Yes. I am a member, and have been part of the committee, but I stepped down last year when they went to womxn rather than woman, and I don't feel our values are quite matching these days. It's a multinational corporate.
It has been immensely useful; they've run info sessions on different areas of the business, most of which I have nothing to do with on a daily basis. They've also profiled women leaders and had them discuss their career paths. I was seconded to a project for 18 months because of one of the woman I met through it, and her seeing my skills. I've had access to mentoring, training and conferences through it, and been able to organise events and teams through it, opportunities I wouldn't get in my day job. I've also had access to other people to advise me when my own dear department were being arseholes (very techy, and I'm the only woman.)

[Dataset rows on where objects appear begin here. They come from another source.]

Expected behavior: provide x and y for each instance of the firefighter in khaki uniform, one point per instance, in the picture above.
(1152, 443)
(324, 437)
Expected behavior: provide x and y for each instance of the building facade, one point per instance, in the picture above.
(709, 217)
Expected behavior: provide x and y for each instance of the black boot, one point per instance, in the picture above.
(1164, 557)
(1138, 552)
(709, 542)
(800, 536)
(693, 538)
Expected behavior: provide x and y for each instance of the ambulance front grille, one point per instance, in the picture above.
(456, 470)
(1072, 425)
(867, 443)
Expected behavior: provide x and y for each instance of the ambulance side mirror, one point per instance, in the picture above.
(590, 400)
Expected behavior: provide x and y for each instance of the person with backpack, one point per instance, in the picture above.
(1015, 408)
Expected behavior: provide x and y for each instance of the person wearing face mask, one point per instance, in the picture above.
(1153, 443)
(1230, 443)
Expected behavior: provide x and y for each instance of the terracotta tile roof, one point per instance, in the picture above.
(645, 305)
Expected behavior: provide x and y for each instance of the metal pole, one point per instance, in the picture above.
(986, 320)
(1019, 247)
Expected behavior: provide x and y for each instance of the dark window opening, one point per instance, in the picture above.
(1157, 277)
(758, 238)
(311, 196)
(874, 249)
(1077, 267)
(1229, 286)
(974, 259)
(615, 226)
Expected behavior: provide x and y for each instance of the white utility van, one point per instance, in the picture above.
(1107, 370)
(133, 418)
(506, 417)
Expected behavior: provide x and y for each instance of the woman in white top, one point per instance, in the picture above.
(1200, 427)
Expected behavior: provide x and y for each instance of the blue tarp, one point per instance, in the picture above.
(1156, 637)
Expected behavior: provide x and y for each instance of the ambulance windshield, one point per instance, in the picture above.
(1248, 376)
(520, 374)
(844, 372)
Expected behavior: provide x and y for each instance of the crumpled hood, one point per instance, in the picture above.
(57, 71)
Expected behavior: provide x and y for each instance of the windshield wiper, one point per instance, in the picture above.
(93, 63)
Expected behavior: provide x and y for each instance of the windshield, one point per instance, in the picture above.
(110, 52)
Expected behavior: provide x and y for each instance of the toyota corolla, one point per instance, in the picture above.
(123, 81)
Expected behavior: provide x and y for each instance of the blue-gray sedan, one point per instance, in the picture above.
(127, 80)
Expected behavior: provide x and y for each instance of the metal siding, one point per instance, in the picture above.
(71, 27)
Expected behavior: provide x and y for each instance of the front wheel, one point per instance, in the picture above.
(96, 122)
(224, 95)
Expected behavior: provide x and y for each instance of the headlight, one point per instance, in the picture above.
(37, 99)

They have recently (since covid started, i think - time's less memorable in recent years,) changed the rules on how the Employee Resource Groups are run, which means those of us not in senior positions now have fewer opportunities to be involved as leaders, and it also seems to be moving back to the US forgetting there are also thousands of us in EMEA, AsiaPac and LatAm, and we don't all operate exactly as they do in the USA, nor have the same employment laws or societal pressures to deal with.
I think you need to know what your aims are -don't focus only on execs - people lower down need support, and to see there are career paths. Is it about mentoring, sponsoring, networking, education, supporting external organisations... ? It can be some or all of these things, but some of this depends on your budget (we had a brilliant women's conference a few years ago, but not been given the budget for that again.)
Some of it will depend on your industry- we're in tech, so there are known issues with women in STEM, and part of me thinks we don't need to do anything for the women, but should be educating all the men to see we are valid members of the workplace, just as capable technically, managerially, etc, if not more so.
And a lot will depend on who you have to work on it and what time you're allowed to give. There's no point trying to run 20 brilliant ideas for events if there are only 3 of you and you're only allowed to give 2 hours a week to it. Better to do fewer things really well and build up from there, and show the value. As other posts show, it not always a good thing, but if done well, can really enhance the working environment.